Squashing for example allows me to have a history where each commit builds. This has been very useful for bisecting for me. I wouldn't call it "next to nothing".
The "greater detail" part can cost me a lot of time.
Having commits that do not build represents the history more accurately. It could very well be a “fix” to some build error that silently introduces an issue, that context is lost when you squash.
> Having commits that do not build represents the history more accurately.

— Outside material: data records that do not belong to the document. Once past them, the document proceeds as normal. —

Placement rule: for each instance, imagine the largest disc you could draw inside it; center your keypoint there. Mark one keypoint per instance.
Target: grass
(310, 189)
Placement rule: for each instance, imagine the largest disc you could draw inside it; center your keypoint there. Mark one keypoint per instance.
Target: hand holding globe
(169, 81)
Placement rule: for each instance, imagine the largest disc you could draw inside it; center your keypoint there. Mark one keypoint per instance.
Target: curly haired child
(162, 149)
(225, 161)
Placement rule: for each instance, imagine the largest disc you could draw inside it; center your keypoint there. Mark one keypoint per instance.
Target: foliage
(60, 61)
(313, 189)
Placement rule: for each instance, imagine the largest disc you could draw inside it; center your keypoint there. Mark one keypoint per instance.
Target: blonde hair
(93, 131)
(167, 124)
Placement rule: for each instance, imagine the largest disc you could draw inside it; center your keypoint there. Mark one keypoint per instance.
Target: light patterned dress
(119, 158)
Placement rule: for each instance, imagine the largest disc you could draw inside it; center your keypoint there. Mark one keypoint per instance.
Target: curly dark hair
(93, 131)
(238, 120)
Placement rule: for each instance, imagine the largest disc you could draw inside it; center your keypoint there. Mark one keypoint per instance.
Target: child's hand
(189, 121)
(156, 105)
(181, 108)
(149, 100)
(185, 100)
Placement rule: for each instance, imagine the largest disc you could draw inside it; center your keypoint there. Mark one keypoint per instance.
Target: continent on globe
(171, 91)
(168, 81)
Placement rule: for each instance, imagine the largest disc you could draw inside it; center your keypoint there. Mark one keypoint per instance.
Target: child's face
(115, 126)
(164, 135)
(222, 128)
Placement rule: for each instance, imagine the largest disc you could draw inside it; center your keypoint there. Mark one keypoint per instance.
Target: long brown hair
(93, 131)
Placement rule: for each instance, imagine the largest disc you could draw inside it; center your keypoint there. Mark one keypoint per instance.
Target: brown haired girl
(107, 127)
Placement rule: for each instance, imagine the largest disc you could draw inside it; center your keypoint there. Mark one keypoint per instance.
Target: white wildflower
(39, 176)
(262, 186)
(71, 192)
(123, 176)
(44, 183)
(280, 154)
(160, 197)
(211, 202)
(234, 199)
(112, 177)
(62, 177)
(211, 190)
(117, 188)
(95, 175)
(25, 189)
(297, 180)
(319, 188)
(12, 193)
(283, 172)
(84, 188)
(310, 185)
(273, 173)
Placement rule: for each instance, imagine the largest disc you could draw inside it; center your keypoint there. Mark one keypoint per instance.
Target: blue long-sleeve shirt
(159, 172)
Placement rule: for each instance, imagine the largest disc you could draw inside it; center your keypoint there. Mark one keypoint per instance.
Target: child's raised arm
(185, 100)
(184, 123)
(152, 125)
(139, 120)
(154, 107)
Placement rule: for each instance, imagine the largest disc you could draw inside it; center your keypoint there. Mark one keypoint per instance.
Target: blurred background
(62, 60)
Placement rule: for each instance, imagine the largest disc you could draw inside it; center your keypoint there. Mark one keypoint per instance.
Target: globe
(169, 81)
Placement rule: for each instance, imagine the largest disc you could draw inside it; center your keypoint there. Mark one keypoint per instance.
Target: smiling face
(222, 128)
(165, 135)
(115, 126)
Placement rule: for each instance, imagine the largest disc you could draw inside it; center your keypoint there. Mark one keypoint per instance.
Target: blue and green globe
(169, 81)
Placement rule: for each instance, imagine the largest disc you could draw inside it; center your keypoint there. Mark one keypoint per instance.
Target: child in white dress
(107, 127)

Sure it does, but sometimes that level of detail in history is not helpful. Individual keystrokes are an even finer/"more accurate" representation of history; but who wants that? At some point, having more granular detail becomes noise - the root of the disconnect is that people have a difference in opinion on which level that is: for some (like you), it's at individual commit-level. For others (like me), it's at merge-level: inspecting individual commits is like trying to parse someone's stream-of-consciousness garbage from 2 years ago. I really don't care to know you were "fixing a typo" in a0d353 on 2019-07-15 17:43:32, but your commit is just tripping-up my git-bisect for no good reason.
Sure, I can - but should I? That's the fundamental difference in opinion (which I don't think can be reconciled). I don't need to know what the developer was thinking or follow the individual steps when they developing a feature or fixing a bug, for me, the merge is the fundamental unit of work, and not individual commits. Caveat: I'm the commit-as-you-go type of developer, as most developers are (branching really is cheap in Git). If everyone was disciplined enough not to make commits out of WIP code, and every commit was self-contained and complete, I'd be all for taking commits as the fundamental unit of code change
If the author did something edgy or hard-to-understand with the change-set, I expect to see an explanation why it was done that way as a comment near the code in question, rather than as a sequence of commit-messages, that is the last place I will look - but that's just me
But the problem with this approach is that you're making it impossible to extract the actual changes when you do want them, whereas simply skipping non-merge commits is a minor inconvenience (`--first-parent` tends to cover it).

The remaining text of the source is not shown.